We will learn more about activation functions later, but for now, we will use the relu
activation function, which in short, will help our network to learn how to make more sophisticated guesses about data than if it were required to make guesses based on some strictly linear function.
The input_shape
value specifies the shape of the incoming data which in our situation is a 1D array of 784 values:
model.add(Dense(units=512, activation='relu', input_shape=(784,)))
Creating the Output Layer#
Finally, we will add an output layer. This layer uses the activation function softmax
which will result in each of the layer’s values being a probability between 0 and 1 and will result in all the outputs of the layer adding to 1. In this case, since the network is to make a guess about a single image belonging to 1 of 10 possible categories, there will be 10 outputs. Each output gives the model’s guess (a probability) that the image belongs to that specific class:
model.add(Dense(units = 10, activation='softmax'))
Summarizing the Model#
Keras provides the model instance method summary which will print a readable summary of a model:
model.summary()
Note the number of trainable parameters. Each of these can be adjusted during training and will contribute towards the trained model’s guesses.
Compiling the Model#
Again, more details are to follow, but the final step we need to do before we can actually train our model with data is to compile it. Here we specify a loss function which will be used for the model to understand how well it is performing during training.
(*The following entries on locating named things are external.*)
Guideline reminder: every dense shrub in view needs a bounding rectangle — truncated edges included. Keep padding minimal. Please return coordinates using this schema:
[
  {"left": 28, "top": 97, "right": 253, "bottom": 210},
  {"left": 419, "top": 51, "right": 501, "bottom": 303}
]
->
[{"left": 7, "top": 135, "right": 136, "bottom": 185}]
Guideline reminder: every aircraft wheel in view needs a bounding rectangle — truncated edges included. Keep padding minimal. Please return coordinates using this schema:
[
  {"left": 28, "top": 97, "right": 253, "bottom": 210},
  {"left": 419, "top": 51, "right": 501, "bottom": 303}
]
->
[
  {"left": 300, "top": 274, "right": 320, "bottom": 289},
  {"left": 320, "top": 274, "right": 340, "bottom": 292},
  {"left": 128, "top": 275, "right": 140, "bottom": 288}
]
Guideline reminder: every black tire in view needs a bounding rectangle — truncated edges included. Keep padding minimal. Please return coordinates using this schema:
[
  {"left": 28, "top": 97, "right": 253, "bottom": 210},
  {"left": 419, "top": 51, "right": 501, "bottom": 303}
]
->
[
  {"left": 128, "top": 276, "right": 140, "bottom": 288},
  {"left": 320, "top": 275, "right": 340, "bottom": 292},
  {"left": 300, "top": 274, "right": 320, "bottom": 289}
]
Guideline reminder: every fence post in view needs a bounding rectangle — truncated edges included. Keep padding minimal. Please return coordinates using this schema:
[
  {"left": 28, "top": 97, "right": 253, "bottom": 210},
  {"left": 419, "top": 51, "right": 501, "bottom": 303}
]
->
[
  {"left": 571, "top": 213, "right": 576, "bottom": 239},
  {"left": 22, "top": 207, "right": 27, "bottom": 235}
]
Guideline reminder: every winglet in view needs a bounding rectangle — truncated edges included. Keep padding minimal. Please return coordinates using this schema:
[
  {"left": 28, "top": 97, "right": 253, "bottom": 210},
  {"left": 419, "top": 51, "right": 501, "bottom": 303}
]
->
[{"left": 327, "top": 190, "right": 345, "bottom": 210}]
We also specify that we would like to track accuracy
while the model trains:
model.compile(loss='categorical_crossentropy', metrics=['accuracy'])
Training the Model#
Now that we have prepared training and validation data, and a model, it’s time to train our model with our training data, and verify it with its validation data.
“Training a model with data” is often also called “fitting a model to data.” Put this latter way, it highlights that the shape of the model changes over time to more accurately understand the data that it is being given.
When fitting (training) a model with Keras, we use the model’s fit method. It expects the following arguments:
The training data
The labels for the training data
The number of times it should train on the entire training dataset (called an epoch)
The validation or test data, and its labels
Run the cell below to train the model. We will discuss its output after the training completes:
history = model.fit(
x_train, y_train, epochs=5, verbose=1, validation_data=(x_valid, y_valid)
)
Observing Accuracy#
For each of the 5 epochs, notice the accuracy
and val_accuracy
scores. accuracy
states how well the model did for the epoch on all the training data. val_accuracy
states how well the model did on the validation data, which if you recall, was not used at all for training the model.
The model did quite well! The accuracy quickly reached close to 100%, as did the validation accuracy. We now have a model that can be used to accurately detect and classify hand-written images.
The next step would be to use this model to classify new not-yet-seen handwritten images. This is called inference.